Tuesday, December 15, 2015

Cassette Review: Spiteful Womb / Trou "NO NEED FOR A TITLE Vol. 1" (SoundScape713)


[€5 // Edition of 50 // https://soundscape713.bandcamp.com/album/no-need-for-a-title-vol-1-spiteful-womb-trou]

The idea that this cassette is named "NO NEED FOR A TITLE Vol. 1" is funny to me because that in and of itself becomes the title.   Saying, "Hey, we don't need a title" becomes the title, which is certainly a clever way around a title but it is definitely better than those who want things to be self-titled and/or when a split cassette is simply called "split" as if we didn't know.   Well, sometimes I don't know so it's nice to have that as an indicator, but it doesn't need to serve as your only title since I obviously figured out that this was a split cassette.

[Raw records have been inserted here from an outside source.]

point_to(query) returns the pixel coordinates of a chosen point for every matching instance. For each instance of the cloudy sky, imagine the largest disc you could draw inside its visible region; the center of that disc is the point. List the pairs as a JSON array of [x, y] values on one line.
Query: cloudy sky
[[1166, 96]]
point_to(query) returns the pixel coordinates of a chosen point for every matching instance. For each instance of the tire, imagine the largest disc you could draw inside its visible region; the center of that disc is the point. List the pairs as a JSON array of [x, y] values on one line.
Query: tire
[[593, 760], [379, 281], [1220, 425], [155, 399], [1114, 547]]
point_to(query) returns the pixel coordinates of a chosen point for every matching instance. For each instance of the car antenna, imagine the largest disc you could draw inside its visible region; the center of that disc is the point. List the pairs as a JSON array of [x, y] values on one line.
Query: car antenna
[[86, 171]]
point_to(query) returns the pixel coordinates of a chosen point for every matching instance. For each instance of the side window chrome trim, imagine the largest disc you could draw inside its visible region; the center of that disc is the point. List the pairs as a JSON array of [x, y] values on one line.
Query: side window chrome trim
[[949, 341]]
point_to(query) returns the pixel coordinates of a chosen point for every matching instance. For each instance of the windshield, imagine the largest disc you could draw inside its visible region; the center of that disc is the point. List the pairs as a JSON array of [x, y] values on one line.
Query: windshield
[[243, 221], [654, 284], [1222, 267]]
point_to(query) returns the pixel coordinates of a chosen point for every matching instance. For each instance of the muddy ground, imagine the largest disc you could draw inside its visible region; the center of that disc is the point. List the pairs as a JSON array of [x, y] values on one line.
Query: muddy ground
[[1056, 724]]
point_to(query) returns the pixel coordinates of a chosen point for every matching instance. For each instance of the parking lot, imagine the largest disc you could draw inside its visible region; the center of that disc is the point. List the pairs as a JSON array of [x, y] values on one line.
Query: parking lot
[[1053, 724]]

Spiteful Womb gets thing started on Side A with a static crackling but softly.    This goes into spoken words which I feel are being projected over a PA and that sounds more like at school than at a store in mass retail.    She begins to tell a story but for all of the times I've heard it I can't believe that it truly matters what she's saying.   Boiler room screeches come out next.   There are lasers and it also becomes wavy.    We are taken to a modem-like sea next.    A few more words bring about a solo glo-buzz.    Electronic ghost moans take us into clanks, crashes and scraping in the electric void.   Whirrs bring us to an end and this obviously has a haunting sense to it.

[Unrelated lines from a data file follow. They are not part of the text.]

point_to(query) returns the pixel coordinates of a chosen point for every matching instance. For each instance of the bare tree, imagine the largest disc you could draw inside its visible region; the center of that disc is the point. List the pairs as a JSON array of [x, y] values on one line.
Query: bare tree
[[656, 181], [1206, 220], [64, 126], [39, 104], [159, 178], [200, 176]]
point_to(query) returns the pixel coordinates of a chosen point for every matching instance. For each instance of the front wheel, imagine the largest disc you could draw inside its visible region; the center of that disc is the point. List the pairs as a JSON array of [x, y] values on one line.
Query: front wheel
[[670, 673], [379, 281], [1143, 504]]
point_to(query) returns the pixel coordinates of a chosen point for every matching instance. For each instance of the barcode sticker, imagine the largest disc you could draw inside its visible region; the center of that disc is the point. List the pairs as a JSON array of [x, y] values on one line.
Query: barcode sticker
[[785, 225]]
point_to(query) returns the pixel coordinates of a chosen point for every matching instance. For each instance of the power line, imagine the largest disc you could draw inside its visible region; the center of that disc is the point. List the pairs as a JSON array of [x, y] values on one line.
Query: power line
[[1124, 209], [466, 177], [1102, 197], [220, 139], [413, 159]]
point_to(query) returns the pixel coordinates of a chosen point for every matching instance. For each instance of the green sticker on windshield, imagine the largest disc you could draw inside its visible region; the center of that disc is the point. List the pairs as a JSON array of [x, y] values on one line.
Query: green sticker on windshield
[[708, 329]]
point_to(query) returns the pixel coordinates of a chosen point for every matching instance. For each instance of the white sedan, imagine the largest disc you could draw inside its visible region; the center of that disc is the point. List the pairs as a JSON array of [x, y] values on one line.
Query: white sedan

On the flip side we have Trou who are loud static such as the harsh wind tunnel.    This goes on for quite some time and then there is some shuffling but the static just keeps on droning along.    As it comes to the end it just sort of cuts off and stops.    I always like to try and find the connection between the two artists (or the pieces of music they create) when they are part of a split together and so I can't help but think that as haunting and eerie as the Spiteful Womb side might be I can only picture it as being death coming to take someone away in a very real sense.   That place full of those trapped souls, the damned if you will, is what I imagine Trou has created here and it just seems to compliment what Spiteful Womb has done so perfectly.

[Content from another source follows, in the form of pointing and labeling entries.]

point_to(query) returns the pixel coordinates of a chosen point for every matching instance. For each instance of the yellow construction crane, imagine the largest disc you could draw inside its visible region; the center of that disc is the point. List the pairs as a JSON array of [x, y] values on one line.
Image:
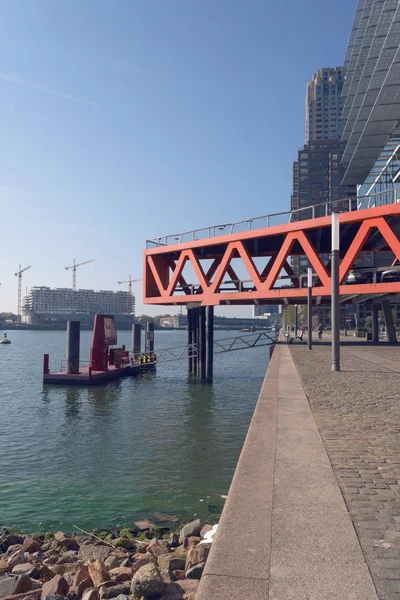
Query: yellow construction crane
[[19, 275], [74, 267]]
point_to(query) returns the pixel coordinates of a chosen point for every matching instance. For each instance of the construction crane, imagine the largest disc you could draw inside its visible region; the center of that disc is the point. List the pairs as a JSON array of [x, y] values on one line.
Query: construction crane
[[19, 275], [130, 281], [74, 267]]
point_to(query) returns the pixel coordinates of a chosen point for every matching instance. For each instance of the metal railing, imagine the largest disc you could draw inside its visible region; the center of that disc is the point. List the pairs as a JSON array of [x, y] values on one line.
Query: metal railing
[[299, 214]]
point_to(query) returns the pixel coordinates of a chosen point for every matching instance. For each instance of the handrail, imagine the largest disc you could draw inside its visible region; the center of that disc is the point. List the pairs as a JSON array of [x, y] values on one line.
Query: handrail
[[315, 210]]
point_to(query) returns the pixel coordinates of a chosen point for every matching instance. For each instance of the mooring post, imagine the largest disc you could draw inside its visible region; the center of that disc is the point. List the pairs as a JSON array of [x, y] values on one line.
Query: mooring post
[[149, 337], [202, 344], [210, 343], [73, 347], [195, 338], [136, 338], [190, 339]]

I feel like that's one of my favorite reasons for listening to split cassettes.    The two artists involved could live in different countries or down the street from each other and it doesn't matter in this modern world of technology.    So I always wonder whether or not one knows what the other is doing.   On occasion it has been stated on the Bandcamp but often times it is not.    So you wonder, did Trou hear what Spiteful Womb created and respond accordingly in the sense of "This is going to be Side A so make what you think would follow this as Side B".    Or did they simply just create these pieces to stand alone and is my take on them just a happy coincidence?   Either way (and I don't want to know), it is great how it works out like this and if you're not finding the connections in this split cassette then you are not really listening.